Jazirah Indonesia – Gubernur Abdul Ghani Kasuba mengaku dilematis dengan kondisi kas daerah (Kasda) Pemprov Maluku Utara yang kian menipis.
Kondisi ini diperparah lagi dengan beban utang daerah baik Dana Bagi Hasil (DBH) kabupaten/kota maupun utang pihak ketiga yang menyandera pemerintahannya.
Disisi lain, pimpinan Organisasi Perangkat Daerah (OPD) di lingkungan Provinsi Maluku Utara, mengeluhkan terkait dengan pencairan anggaran tahun 2023 di BPKAD.
Pasalnya, banyak kegiatan sudah selesai akan tetapi pihak BPKAD belum juga memproses permintaan OPD.
Keluhan ini disampaikan hampir semua OPD saat rapat bersama dengan gubernur Abdul Gani Kasuba di Hotel Crysant Ternate, Selasa (12/12/2023).
Menanggapi apa yang dikeluhkan ini, gubernur Abdul Gani Kasuba mengakui memang saat ini keuangan Pemprov mengalami kekosongan.
“Uang kita belum ada, baru kemarin dulu diterima, jadi uang kita ada di Jakarta baru mereka berikan setetes-setetes,” kata Abdul Gani.
Kendati demikian, gubernur memastikan permintaan OPD akan direalisasikan meski tidak sedikit.
“Tapi insyah Allah sekalipun sedikit yang penting tidak ada masalah hukum karena saya juga takut,” ujarnya begitu.
Menurut gubernur, dengan kondisi kas daerah yang kosong ini dirinya menjadi dilematis karena dana transfer DBH dari pusat baru Rp 50 miliar saja dari Rp 297 miliar, sedangkan permintaan pembayaran utang menumpuk.
“Anggaran sedikit tapi semua bikin permintaan, bagaimna bisa.
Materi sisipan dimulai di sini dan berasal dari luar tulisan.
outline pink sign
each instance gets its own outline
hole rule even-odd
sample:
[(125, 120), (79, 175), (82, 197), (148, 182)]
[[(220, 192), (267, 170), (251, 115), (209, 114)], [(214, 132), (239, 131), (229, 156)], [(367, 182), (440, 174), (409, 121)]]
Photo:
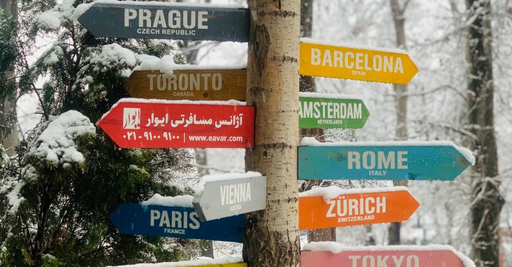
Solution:
[[(381, 247), (382, 250), (344, 251), (302, 251), (302, 267), (464, 267), (464, 262), (454, 251), (396, 250), (392, 247)], [(389, 249), (388, 249), (389, 248)], [(386, 249), (388, 250), (386, 250)], [(467, 259), (467, 260), (469, 260)]]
Bahkan DBH juga yang belum di tranfer, jika ditransfer ya sudah tentu dibagi lagi ke 10 kabupaten/kota. Sampai saat ini DBH yang ditransfer hanya Rp 50 miliar, kadang juga hanya Rp 10 miliar, bagaimna bisa kita bayar utang,” tandasnya.
Sementara itu, Kepala BPKAD Provinsi Maluku Utara Ahmad Purbaya menyebutkan, belum diprosesnya pencairan anggaran OPD karena terkendala anggaran.
Purbaya mengatakan, total tagihan yang harus dibayarkan sesuai permintaan OPD sebesar Rp 362 miliar. Ini termasuk 3 bulan Tunjangan Tambahan Penghasilan Pegawai (TPP) sebesar Rp 39 miliar, ditambah 9 bulan gaji guru honorer daerah Rp 27 miliar, dan gaji tenaga kesehatan serta belanja obat RSUD Chasan Boisoerie Ternate sebesar Rp 40 miliar.
“Tagihan OPD itu Rp 362 miliar, sementara kita diperhadapkan dengan kondisi keuangan kas daerah yang tersisa hanya Rp 6 miliar. Artinya BPKAD tidak menahan pencairan, tapi memang kondisi keuangan demikian karena seluruh dana transfer belum masuk,” jelasnya.
Menurut Purbaya, tagihan-tagihan tersebut akan dibayarkan pada minggu ketiga atau keempat Desember 2023. Ini kemungkinan direalisasikan apabila pemerintah pusat mentransfer seluruh dana bagi hasil kurang bayar senilai Rp 297 miliar.
“BPKAD lagi intens berkomunikasi dengan Kemenkeu. Kami berharap Rp 297 miliar itu samua ditransfer ke pemerintah provinsi supaya semua beban tagihan bisa diminimalisir. Tapi info terakhir sesuai hasil komunikasi pempus hanya transfer Rp 150 miliar,” terangnya.
Kata Ahmad, jika benar pemerintah pusat hanya mentransfer Rp 150 miliar, maka secara tidak langsung akan memengaruhi proses pembayaran yang direncanakan pada minggu ketiga atau keempat Desember 2023.
“Tidak bisa dilakukan karena tidak cukup anggaran, masalahnya ada di pempus bukan di pemerintah provinsi. Mungkin ada pertimbangan-pertimbangan tertentu, tapi kita terus berupaya agar ditransfer seluruhnya,” sebutnya.
Dana lain yang masih diperjuangkan, lanjut Purbaya, yaitu dan DAU penyesuaian PPPK senilai Rp 115 miliar. Dana ini, katanya, belum juga ditransfer.
“Dana-dana ini yang kita sampai hari ini berkomunikasi dengan pempus. Mengenai gaji PPPK tahun angkatan Oktober kemarin itu terkendala karena APBD-perubahan 2023 ditolak, makanya dialihkan ke pergeseran,” pungkasnya.